Biden addressed reporters at the conclusion of the G7 summit in the United Kingdom and reportedly said, “Yes, I’m open to it” when asked about the possibility of an extradition swap of hackers between the US and Russia, even going so far as to call it a potentially “positive” arrangement. Well, another circus show.
The President’s “handlers” made it clear on Sunday that no “swaps” between the two former Cold War adversaries were planned in the near future, almost immediately after this brief moment of free-thinking. This has, predictably, left many people confused as to who was in authority in the White House.

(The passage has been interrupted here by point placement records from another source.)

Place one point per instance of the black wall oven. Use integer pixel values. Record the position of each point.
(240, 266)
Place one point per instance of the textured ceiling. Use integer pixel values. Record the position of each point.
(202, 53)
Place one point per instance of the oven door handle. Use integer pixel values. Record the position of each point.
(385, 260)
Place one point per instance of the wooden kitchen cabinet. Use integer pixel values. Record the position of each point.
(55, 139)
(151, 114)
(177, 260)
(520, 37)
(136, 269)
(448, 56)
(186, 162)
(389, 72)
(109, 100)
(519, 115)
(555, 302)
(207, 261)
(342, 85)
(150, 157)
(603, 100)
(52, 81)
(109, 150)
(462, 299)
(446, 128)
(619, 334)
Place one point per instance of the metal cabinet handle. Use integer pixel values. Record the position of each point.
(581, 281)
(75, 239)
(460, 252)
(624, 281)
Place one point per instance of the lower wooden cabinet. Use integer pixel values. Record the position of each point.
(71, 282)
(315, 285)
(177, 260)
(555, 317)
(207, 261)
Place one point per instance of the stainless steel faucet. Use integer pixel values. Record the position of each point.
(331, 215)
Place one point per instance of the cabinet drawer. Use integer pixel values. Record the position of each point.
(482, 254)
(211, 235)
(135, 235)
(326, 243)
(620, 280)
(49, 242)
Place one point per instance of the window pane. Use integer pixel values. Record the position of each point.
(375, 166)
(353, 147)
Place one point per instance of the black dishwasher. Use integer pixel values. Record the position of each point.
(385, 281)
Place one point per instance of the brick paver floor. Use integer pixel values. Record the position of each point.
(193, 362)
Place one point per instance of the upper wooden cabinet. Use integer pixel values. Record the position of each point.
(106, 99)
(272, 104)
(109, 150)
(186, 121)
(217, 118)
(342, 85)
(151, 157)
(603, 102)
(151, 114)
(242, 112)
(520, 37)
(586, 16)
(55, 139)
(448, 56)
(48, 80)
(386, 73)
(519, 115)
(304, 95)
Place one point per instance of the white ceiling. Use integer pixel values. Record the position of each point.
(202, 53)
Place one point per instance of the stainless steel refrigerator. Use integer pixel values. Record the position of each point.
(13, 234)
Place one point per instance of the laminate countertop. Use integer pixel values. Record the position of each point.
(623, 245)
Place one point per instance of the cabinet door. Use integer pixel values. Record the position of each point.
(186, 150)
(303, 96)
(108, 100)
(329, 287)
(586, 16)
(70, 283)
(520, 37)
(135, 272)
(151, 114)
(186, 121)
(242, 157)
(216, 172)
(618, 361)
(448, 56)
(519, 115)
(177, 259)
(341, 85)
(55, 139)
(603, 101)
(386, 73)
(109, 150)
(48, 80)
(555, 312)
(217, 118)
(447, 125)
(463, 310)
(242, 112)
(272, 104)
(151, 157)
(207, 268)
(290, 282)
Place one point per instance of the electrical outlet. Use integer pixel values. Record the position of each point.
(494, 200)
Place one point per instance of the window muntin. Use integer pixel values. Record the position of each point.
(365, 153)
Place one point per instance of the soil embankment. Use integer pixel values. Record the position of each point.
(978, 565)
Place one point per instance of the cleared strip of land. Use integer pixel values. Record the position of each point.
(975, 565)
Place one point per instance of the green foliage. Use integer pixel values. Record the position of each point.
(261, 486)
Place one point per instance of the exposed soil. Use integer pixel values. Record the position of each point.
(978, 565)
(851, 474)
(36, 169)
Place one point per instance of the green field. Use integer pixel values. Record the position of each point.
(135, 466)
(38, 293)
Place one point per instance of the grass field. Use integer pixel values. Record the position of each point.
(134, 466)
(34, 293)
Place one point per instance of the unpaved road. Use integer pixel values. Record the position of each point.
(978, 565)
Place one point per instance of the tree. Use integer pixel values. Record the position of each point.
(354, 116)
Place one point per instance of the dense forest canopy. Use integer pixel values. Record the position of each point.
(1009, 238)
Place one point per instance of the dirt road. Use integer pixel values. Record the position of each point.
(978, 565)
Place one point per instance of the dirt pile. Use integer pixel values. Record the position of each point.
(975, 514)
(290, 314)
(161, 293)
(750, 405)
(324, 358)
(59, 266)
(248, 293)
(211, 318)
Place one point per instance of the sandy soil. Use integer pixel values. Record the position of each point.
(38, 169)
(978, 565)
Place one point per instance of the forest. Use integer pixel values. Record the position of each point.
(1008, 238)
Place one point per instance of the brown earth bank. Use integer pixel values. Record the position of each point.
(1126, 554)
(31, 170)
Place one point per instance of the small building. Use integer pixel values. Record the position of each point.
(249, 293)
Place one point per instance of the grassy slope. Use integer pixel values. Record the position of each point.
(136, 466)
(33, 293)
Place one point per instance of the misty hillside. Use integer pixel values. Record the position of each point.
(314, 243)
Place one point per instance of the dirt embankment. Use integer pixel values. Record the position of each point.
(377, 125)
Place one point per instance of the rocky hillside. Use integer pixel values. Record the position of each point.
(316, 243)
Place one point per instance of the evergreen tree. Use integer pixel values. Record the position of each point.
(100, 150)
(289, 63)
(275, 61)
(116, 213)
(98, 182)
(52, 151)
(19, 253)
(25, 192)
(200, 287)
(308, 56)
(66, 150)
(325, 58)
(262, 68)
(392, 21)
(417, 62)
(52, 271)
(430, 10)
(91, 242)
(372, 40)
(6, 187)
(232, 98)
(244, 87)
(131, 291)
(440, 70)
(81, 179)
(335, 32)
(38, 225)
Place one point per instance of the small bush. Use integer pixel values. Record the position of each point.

It also appears that world leaders are more dismissive of Biden, which might stifle American diplomatic effectiveness on the global stage.
According to the Interfax News Agency, Putin stated, “If we agree to extradite criminals, then, of course, Russia will do so, and we will do so, but only if the other side, in this case, the United States, agrees to do the same and extradites the criminals in question to the Russian Federation.”
President Biden said, in regards to the issue: ‘
Yes, I’m open to, if there are crimes committed against Russia, then, in fact, people committing those crimes are being harbored in the United States, I’m committing to holding them accountable.’ But while flying from Brussels to London, National Security Advisor Jake Sullivan attempted to clear the air denying that Biden was contemplating a ‘swap.’ According to Sullivan, ‘What the president was responding to in the affirmative was not the specific proposal of the exchange of cybercriminals,.’ Instead, in a smoke show of semantics, Sullivan said that ‘What he [Biden] was saying was that if Vladimir Putin wants to come and say I‘m prepared to make sure that cybercrimes will be held accountable, Joe Biden is perfectly willing to say cybercriminals will be held accountable in America because they already are,.’
The American public may be confused, given that the regime has been in power for less than a year.